When we talked about the related knowledge of convolution, we already know that the width and length of the incoming data can be easily adjusted through the convolution operation and pooling operation; now we have learned that 1x1 convolution can facilitate the depth of the incoming data Compress or stretch.
Transfer learning
The so-called transfer learning, you can download the open source weight parameters that others have trained, use them as the initialization parameters on your own neural network, and use [transfer learning] to transfer the knowledge on the public data set to your own problems.

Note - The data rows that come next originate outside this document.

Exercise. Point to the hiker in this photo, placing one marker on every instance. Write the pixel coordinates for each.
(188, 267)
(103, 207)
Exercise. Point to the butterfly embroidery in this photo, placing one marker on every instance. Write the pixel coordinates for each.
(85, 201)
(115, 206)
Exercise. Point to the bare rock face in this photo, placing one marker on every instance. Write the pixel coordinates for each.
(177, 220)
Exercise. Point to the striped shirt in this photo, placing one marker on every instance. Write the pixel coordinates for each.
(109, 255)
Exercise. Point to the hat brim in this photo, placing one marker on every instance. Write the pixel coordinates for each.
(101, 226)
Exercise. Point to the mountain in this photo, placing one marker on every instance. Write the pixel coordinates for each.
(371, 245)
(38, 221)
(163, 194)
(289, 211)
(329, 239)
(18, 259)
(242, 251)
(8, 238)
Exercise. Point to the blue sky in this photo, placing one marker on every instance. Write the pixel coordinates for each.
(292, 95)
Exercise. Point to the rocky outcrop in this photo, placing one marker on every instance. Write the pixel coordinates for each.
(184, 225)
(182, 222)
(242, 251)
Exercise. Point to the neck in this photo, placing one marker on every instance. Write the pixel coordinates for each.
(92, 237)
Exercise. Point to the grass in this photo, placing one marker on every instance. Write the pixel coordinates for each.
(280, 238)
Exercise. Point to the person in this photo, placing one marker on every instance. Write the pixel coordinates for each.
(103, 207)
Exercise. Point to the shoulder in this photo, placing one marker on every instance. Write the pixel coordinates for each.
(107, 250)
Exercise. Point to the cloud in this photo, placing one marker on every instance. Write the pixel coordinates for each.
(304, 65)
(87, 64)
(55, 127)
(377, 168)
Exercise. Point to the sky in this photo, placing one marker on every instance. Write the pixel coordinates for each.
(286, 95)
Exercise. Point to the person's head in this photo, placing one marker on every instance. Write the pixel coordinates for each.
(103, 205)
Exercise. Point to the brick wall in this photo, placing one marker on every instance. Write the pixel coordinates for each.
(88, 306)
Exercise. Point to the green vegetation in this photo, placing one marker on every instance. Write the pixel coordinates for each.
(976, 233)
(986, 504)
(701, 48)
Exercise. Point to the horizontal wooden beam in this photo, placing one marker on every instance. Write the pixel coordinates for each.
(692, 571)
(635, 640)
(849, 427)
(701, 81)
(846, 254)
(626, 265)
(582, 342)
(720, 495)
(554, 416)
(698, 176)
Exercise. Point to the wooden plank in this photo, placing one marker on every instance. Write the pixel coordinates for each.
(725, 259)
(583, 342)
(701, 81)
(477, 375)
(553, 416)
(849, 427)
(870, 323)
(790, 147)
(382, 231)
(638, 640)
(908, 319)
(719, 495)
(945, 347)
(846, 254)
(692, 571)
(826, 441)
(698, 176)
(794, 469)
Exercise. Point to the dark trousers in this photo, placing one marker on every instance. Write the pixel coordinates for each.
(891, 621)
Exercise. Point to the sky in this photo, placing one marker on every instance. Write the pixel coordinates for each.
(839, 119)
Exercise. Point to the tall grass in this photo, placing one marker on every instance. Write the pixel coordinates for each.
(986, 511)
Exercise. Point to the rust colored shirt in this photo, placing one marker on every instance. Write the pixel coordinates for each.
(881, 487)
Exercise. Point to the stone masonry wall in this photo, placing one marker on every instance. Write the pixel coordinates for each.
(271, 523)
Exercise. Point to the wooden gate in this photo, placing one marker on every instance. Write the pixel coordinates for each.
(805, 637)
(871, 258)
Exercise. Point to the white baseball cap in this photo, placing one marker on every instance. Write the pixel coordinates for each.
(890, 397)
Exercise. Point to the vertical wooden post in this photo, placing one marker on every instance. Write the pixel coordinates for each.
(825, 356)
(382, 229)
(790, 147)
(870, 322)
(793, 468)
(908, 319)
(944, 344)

Now suppose we need to do a three-category problem for cat images:
- When the data set we have is small:
There is also a trick available in this step-because the network structure is fixed from the input to the final softmax, we can throw each original data into the network in advance and learn that it is before the last softmax layer The mapping value of is used as the feature vector of the original data and stored in the hard disk ;
after training, the feature vector can be directly read from the hard disk as input for network learning.
- When the data set you have is larger:
"A basic rule is-the more data you have, the fewer network layers you need to freeze, and the more network layers and parameters you can train."
- When the data set is large, we can initialize the network structure and parameters pre-trained by others, and then retrain the entire network.